Cada Um No Seu Paraíso  


Cada povo tem o governo que merece

Ditado popular


A situação da Itália entre 1968 e 1970 era caótica, a agitação estudantil campeava. Violência policial e o terrorismo das Brigadas Vermelhas e outros grupos explodiam bombas aqui e ali. Seqüestro e morte do Primeiro Ministro Aldo Moro em 1978. O Milagre Econômico italiano da década de 60 do século 20 repentinamente freia no começo dos anos 70: inflação, baixa produtividade, competição externa e o embargo de petróleo pelos países árabes em 1973.

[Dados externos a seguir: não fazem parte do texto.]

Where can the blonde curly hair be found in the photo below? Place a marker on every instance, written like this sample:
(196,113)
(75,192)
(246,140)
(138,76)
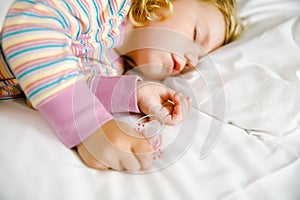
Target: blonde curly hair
(142,11)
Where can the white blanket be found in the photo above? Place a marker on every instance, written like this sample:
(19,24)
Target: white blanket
(240,142)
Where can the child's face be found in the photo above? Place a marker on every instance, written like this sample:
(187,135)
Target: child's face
(192,21)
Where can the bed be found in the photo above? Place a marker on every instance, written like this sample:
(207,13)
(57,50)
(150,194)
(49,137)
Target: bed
(241,140)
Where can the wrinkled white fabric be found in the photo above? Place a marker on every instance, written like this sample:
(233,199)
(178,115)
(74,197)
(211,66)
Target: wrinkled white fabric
(256,89)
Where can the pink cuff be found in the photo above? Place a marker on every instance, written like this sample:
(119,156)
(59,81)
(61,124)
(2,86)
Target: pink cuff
(118,93)
(75,114)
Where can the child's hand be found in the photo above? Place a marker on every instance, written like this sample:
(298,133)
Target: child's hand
(155,98)
(117,146)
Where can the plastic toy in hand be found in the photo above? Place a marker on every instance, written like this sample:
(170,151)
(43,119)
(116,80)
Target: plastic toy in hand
(151,126)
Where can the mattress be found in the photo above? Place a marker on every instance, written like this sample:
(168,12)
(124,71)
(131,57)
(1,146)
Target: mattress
(241,140)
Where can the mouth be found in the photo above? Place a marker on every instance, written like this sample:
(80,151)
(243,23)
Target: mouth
(176,64)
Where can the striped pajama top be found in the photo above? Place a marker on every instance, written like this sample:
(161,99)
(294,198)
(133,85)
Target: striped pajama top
(56,50)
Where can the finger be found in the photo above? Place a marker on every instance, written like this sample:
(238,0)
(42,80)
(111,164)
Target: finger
(130,162)
(144,153)
(192,59)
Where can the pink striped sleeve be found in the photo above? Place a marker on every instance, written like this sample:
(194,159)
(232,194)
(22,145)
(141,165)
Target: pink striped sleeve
(78,112)
(75,114)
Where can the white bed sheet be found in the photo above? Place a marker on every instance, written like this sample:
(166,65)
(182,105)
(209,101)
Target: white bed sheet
(258,151)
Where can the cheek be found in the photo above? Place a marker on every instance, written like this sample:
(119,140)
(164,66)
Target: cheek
(154,64)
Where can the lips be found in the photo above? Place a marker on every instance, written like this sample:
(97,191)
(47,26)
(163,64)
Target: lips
(176,65)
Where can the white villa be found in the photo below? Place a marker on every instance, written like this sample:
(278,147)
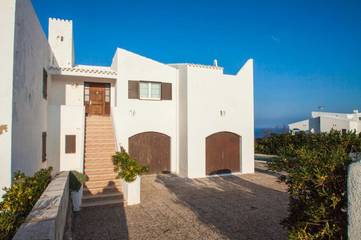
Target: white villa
(325,121)
(187,119)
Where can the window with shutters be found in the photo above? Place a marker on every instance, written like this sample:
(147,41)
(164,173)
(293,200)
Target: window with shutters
(45,84)
(145,90)
(150,90)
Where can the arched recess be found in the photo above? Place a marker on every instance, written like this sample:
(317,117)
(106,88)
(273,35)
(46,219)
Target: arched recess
(223,153)
(151,149)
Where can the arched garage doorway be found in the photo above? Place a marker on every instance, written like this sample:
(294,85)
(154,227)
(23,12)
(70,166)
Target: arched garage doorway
(151,149)
(223,153)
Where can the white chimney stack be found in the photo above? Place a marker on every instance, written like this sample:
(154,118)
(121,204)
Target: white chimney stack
(215,62)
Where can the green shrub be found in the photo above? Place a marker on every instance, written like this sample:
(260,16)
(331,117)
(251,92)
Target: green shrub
(127,167)
(76,180)
(19,199)
(317,170)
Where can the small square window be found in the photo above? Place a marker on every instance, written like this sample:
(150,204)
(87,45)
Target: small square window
(45,84)
(150,90)
(144,90)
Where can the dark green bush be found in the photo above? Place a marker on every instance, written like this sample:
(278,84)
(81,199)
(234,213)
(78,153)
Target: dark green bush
(127,167)
(317,170)
(19,199)
(76,180)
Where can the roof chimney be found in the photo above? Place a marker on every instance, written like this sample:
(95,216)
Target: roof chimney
(215,62)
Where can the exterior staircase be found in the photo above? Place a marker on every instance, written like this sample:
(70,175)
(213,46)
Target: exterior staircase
(102,188)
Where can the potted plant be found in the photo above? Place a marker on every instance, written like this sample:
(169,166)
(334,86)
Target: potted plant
(129,170)
(76,181)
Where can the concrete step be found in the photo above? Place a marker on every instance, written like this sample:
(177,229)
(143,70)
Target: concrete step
(99,134)
(100,147)
(97,165)
(98,141)
(105,158)
(104,155)
(99,170)
(98,119)
(99,124)
(102,177)
(97,190)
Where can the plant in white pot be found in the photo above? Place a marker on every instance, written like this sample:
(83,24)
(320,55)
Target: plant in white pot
(76,181)
(129,170)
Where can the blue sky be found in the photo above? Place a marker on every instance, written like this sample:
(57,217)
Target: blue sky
(307,53)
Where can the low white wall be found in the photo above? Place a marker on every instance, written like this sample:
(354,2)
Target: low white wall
(354,201)
(47,219)
(72,119)
(7,26)
(157,116)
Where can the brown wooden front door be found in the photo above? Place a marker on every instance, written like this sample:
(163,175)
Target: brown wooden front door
(97,98)
(223,153)
(151,149)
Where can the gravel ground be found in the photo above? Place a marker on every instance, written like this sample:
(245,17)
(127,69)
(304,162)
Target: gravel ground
(248,206)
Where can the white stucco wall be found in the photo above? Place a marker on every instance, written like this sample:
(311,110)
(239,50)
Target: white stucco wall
(157,116)
(182,122)
(69,90)
(72,123)
(29,108)
(65,120)
(208,92)
(61,41)
(7,26)
(326,124)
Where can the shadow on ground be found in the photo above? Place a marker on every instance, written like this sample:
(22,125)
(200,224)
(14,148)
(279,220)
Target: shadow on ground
(100,222)
(233,207)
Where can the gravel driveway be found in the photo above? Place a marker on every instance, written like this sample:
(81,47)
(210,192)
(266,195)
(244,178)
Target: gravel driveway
(248,206)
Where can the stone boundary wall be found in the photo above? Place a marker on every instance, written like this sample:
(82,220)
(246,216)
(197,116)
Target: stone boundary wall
(48,217)
(354,200)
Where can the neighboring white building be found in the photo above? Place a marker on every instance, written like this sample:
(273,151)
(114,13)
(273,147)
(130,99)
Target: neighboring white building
(188,119)
(325,121)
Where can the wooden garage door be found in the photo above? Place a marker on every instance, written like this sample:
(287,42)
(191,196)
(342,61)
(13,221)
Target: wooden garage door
(223,153)
(151,149)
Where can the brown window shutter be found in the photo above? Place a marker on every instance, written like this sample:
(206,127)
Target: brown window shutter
(166,91)
(133,89)
(45,84)
(43,147)
(70,141)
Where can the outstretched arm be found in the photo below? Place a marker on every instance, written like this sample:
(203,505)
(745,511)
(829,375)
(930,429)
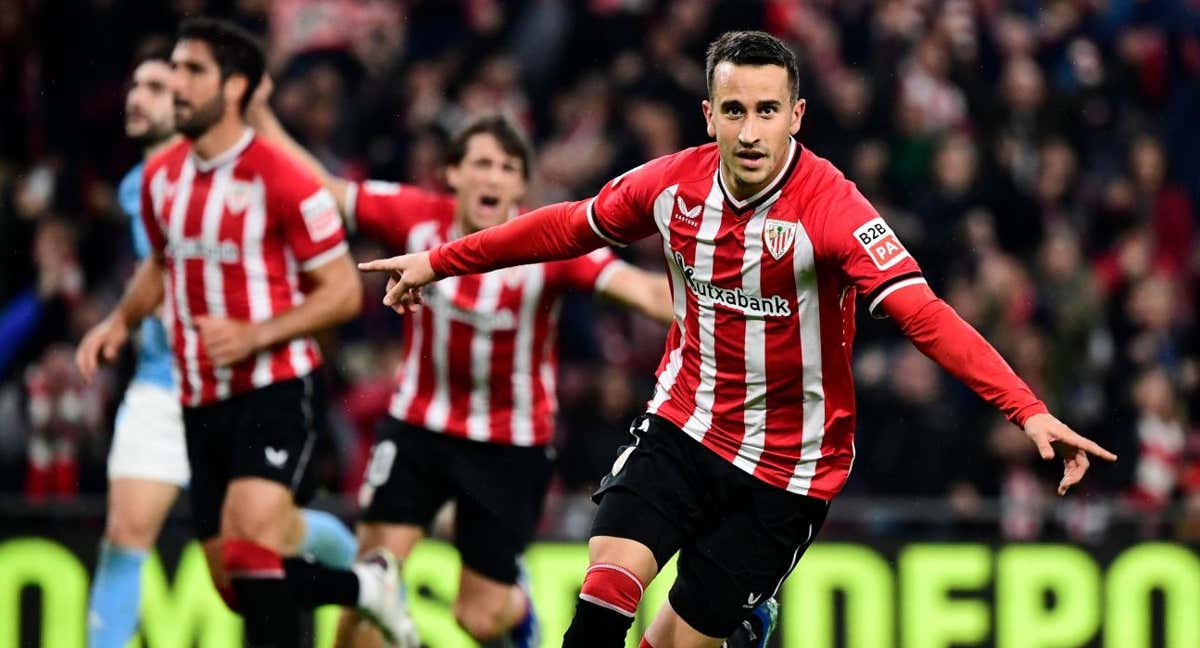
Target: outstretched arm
(550,233)
(942,335)
(648,293)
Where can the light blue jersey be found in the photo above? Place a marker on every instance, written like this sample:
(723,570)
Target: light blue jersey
(154,347)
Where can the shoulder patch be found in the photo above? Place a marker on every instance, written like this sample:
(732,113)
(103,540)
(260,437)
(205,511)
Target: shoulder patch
(381,187)
(880,243)
(319,213)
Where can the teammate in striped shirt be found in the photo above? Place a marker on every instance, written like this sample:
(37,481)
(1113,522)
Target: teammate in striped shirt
(148,460)
(750,431)
(473,414)
(247,255)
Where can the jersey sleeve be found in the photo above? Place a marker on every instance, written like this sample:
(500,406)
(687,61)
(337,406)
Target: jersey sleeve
(155,238)
(623,211)
(868,252)
(591,271)
(307,215)
(387,211)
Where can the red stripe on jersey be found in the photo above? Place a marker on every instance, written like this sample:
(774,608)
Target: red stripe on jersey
(460,346)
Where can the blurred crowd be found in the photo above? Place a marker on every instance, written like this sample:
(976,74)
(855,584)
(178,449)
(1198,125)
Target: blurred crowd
(1041,160)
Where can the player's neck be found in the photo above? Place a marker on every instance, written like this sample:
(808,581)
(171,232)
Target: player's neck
(221,137)
(159,147)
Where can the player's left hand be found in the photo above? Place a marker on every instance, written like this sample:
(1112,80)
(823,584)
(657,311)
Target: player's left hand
(227,341)
(1053,436)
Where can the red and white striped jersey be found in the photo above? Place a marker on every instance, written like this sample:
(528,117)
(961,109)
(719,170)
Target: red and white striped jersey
(757,366)
(235,234)
(480,357)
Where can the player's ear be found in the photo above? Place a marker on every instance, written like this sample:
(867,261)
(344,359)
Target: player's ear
(453,177)
(234,88)
(797,115)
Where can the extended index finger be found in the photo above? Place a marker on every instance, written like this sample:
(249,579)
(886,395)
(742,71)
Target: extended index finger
(1090,447)
(381,265)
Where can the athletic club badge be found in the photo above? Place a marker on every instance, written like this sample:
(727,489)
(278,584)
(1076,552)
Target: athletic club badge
(778,237)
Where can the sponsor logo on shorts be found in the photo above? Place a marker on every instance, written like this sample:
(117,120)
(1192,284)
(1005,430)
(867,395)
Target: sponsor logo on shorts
(276,457)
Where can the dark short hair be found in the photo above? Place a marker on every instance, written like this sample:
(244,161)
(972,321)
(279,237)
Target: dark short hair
(504,131)
(237,51)
(753,48)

O enfraquecimento da confiança da população no governo, na burocracia em geral, nos militares, nos partidos políticos e nos sindicatos, em conseqüência de sucessivos escândalos que alcançavam os mais altos escalões da classe governante italiana – é curioso como poderíamos estar nos referindo a certos países latino-americanos. O cinema italiano também estava em crise, pois o padrão do entretenimento popular estava sendo invadido pela televisão – além disso, o número de cinema diminuía a cada dia (2). Elio Petri (1929-1982) foi um dos expoentes do chamado cinema político italiano. Um cinema que procurou capturar as contradições da sociedade italiana, especialmente após 1968. Esse foi o contexto italiano onde nasceu A Classe Operária Vai ao Paraíso.

Desde o começo do filme, percebemos como Massa olha fixamente os objetos de sua casa. Os muitos relógios despertadores que ele se pergunta para quê, eletrodomésticos, vasos e flores de plástico. Às vezes faz as contas para definir “quanto significam” aquelas coisas. Massa abre uma porta e encontra mais objetos. “Museu”, ele diz, e logo a seguir um cartaz na parede mostra Stalin, o ditador soviético - talvez uma referência autobiográfica de Elio Petri, comunista convicto que abandonou o Partido quando a União Soviética invadiu a Hungria em 1956 (3).

Digno de nota é o momento em que Massa se enfurece ao pisar num boneco inflável do Tio Patinhas carregando um saco escrito “dinheiro”. Pega o boneco pelo pescoço e tenta enforcá-lo, em seguida encosta o cigarro acesso no olho do Tio Patinhas e fura a coisa. Em seguida esmurra a cabeça do boneco até afundar – note que na cabeça o Tio Patinhas estava com sua cartola preta com um cifrão de dólar desenhado em fundo vermelho. O fundo vermelho pode ser casual, mas pode também ser uma alusão ao relacionamento espúrio dos sindicatos italianos com o poder. Enquanto esmurrava o Tio Patinhas, um Massa desnorteado perguntava ao boneco se o objetivo dele controlar sua vida.




Na cena final, envolvidos pelo ambiente ensurdecedor da linha de montagem, Massa está com os companheiros e conta uma estória. Fala de um sonho que teve, ele tinha morrido e era incentivado por Militina (seu amigo do manicômio) a botar abaixo os muros que separavam todos eles do Paraíso. Derrubado o muro, havia um nevoeiro e depois foram aparecendo os trabalhadores. De acordo com Peter Bondanella, Elio Petri só acreditava na possibilidade da classe operária alcançar o Paraíso caso conseguisse destruir o muro (o capitalismo industrial) que os separa do seu sonho de um trabalho não-alienado.


1. BONDANELLA, Peter. Italian Cinema. From Neorealism to the Present. New York/London: Continuum, 3ª ed, 2008 [1983]. Pp. 336-7.
2. Idem, pp. 318-9.
3. PRUDENZI, Angela; RESEGOTTI, Elisa. Cinema Político Italiano. Anos 60 e 70. São Paulo: Cosac & Naify, 2006. P. 100.